Our lives are so goal-oriented. We often have targets or goals in mind for ourselves, and we spend time working towards them. Once we have attained our goal, we set new goals for ourselves. Whether it be to save money for a holiday, pass an exam, or gain a qualification. We have to ability to achieve great things in our lives and to feel happy when we achieve our goals.
Yoga with a Goal
Most people start to practice yoga with a goal in mind. It’s how we approach the rest of our lives so how is yoga different? People go to yoga classes to help the body recover from a physical injury, to release tension, to gain strength and flexibility, to learn to relax or even to reach enlightenment. These are all wonderful and valid reasons to practice yoga, but with only this goal seeking in mind, many people will give up on their practice as they are unlikely to see the results that they want fast enough.

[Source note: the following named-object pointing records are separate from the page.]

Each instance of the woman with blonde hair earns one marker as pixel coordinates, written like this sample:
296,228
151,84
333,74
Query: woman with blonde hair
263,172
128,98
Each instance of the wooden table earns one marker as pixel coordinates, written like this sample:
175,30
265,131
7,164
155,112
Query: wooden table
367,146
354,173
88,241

When you practice yoga regularly over an extended period of time, you will undoubtedly see changes in your body and mind. However, these changes are so gradual and that they are unlikely to keep you motivated to practice. In our fast paced world, we want results and we want them fast.
So this is why these goals should be secondary in your yoga practice, and I would like to introduce a new view point to you. Every single yoga practice takes you into a new moment, into a new and unique breath that you have never breathed before. The goal you think you might reach by continuously practicing yoga is just an illusion. You are already at your destination. You have already reached your goal.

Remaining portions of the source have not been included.